Les 3 sites

PRÊTRES DÉPORTÉS sur les PONTONS

DE ROCHEFORT

durant la RÉVOLUTION FRANCAISE

Un peu plus d’Histoire

Situation des évènements dans le contexte de l’époque.

« Les Pontons de Rochefort, 1794-1795 » de Pierre Bour,  fut édité par le Musée d’Art et d’Histoire de Rochefort, pour l’exposition du 1er juillet au 29 octobre 1994, à l’occasion du bi-centenaire

« Il s’agit là d’un des épisodes les plus tragiques de l’histoire religieuse de la Révolution française. »

La France, fin 1788, est en crise. Louis XVI, désireux d’engager des réformes, décide d’organiser des Etats généraux. Les trois ordres (noblesse, clergé et tiers-état) se réunissent séparément et s’expriment sur la crise et les solutions à y apporter dans des Cahiers de doléances.

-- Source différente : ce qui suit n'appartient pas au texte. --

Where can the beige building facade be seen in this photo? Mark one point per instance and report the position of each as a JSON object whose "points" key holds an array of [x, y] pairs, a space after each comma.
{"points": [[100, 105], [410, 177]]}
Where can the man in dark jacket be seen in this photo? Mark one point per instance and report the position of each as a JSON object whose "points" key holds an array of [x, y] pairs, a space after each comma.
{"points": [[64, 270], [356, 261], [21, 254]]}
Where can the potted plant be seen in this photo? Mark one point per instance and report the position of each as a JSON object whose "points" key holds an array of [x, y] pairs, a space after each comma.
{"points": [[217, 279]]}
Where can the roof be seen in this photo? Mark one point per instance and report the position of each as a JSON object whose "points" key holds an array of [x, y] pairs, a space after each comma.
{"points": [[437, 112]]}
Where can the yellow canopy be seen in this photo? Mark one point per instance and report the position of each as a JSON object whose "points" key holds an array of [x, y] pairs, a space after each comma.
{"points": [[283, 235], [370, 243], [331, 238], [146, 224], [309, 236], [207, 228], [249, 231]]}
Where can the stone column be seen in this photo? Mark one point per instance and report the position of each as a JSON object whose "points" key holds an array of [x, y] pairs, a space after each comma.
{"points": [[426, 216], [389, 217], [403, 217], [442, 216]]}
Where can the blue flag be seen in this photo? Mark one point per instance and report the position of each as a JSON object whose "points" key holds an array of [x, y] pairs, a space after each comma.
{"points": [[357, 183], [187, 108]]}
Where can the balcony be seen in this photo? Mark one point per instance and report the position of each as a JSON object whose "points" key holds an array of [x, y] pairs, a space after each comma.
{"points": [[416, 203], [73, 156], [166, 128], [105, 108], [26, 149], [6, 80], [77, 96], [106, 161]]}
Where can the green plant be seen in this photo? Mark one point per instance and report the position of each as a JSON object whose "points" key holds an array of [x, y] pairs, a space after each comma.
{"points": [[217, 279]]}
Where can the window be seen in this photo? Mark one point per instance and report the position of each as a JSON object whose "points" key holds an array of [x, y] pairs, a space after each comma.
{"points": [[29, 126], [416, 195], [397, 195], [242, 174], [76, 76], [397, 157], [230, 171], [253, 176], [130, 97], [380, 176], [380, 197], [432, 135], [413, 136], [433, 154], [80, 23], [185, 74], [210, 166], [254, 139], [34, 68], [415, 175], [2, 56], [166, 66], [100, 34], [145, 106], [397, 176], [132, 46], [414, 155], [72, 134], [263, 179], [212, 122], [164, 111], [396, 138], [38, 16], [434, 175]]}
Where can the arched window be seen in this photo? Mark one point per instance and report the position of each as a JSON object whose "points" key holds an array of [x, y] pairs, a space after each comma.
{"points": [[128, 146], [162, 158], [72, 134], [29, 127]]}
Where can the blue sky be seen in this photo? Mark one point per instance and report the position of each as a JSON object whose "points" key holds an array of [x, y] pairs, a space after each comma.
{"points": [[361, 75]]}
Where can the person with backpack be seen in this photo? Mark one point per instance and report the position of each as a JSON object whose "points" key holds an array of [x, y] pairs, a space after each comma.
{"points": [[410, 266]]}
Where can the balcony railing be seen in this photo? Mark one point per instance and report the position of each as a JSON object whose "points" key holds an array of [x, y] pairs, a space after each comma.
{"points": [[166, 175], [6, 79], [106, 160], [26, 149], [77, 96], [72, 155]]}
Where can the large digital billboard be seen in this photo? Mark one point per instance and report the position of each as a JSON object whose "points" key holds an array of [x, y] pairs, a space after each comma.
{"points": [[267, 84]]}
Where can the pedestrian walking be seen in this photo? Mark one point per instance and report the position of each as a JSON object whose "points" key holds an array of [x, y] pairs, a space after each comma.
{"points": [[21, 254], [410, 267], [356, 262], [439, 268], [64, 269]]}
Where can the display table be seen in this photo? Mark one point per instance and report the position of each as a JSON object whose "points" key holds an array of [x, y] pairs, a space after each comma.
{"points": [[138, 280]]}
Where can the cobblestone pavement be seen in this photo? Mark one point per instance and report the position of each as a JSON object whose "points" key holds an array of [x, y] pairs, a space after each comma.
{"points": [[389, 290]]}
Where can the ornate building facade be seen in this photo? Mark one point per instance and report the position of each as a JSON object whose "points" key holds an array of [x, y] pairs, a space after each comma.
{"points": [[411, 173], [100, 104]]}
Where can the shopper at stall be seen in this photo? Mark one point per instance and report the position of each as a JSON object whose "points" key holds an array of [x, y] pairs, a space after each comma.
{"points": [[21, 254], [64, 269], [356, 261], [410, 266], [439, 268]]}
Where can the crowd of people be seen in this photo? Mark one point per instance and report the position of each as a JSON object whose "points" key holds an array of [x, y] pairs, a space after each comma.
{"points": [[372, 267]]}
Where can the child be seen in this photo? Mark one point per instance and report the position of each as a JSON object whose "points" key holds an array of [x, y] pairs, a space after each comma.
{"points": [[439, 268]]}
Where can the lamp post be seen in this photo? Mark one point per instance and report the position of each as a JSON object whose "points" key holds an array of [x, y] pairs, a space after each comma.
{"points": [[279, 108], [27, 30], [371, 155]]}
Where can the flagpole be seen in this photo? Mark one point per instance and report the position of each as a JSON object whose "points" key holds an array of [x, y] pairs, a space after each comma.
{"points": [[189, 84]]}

Ces derniers nous révèlent que l’Eglise n’était pas hostile aux réformes, elle acceptait même de contribuer à l’effort national.

Mais l’Assemblée constituante (nom donnée aux Etats généraux à partir du 9 juillet 1789, instaurant ainsi une monarchie constitutionnelle) décide de légiférer dans le domaine spirituel et vote la Constitution civile du clergé le 12 juillet 1790.

La Constitution civile du clergé

La Constitution civile du clergé transforme les ecclésiastiques en fonctionnaires élus par l’assemblée des citoyens actifs, et évince le Pape de la nomination des évêques. Ceci n’est pas acceptable par le Saint-Siège. (*)

Les prêtres constitutionnels, assermentés ou jureurs sont ceux qui se soumettent à cette constitution, les réfractaires ou non-jureurs sont ceux qui refusent de prêter serment. Les assemblées successives condamnent à l’exil, à la réclusion puis à la déportation les prêtres réfractaires (mais aussi des assermentés !) L’Eglise souffrira lourdement de ces évènements : les lieux de culte sont fermés, la pratique interdite, des prêtres sont massacrés.

La Terreur à Rochefort

Le 21 septembre 1792, la Convention succède à l’Assemblée législative, qui elle-même avait déjà remplacé l’Assemblée constituante. La République est proclamée le lendemain. La Société populaire et le Comité de surveillance (institutions révolutionnaires locales) fraîchement mises en place, font de Rochefort une ville ultra-jacobine. Lequinio et Laignelot, les représentants du peuple envoyés par la Convention seront chargés de faire appliquer à Rochefort le régime de la Terreur, décrété le 5 septembre 1793. Les prisons se remplissent, 52 têtes tomberont place Colbert, où est installée la guillotine.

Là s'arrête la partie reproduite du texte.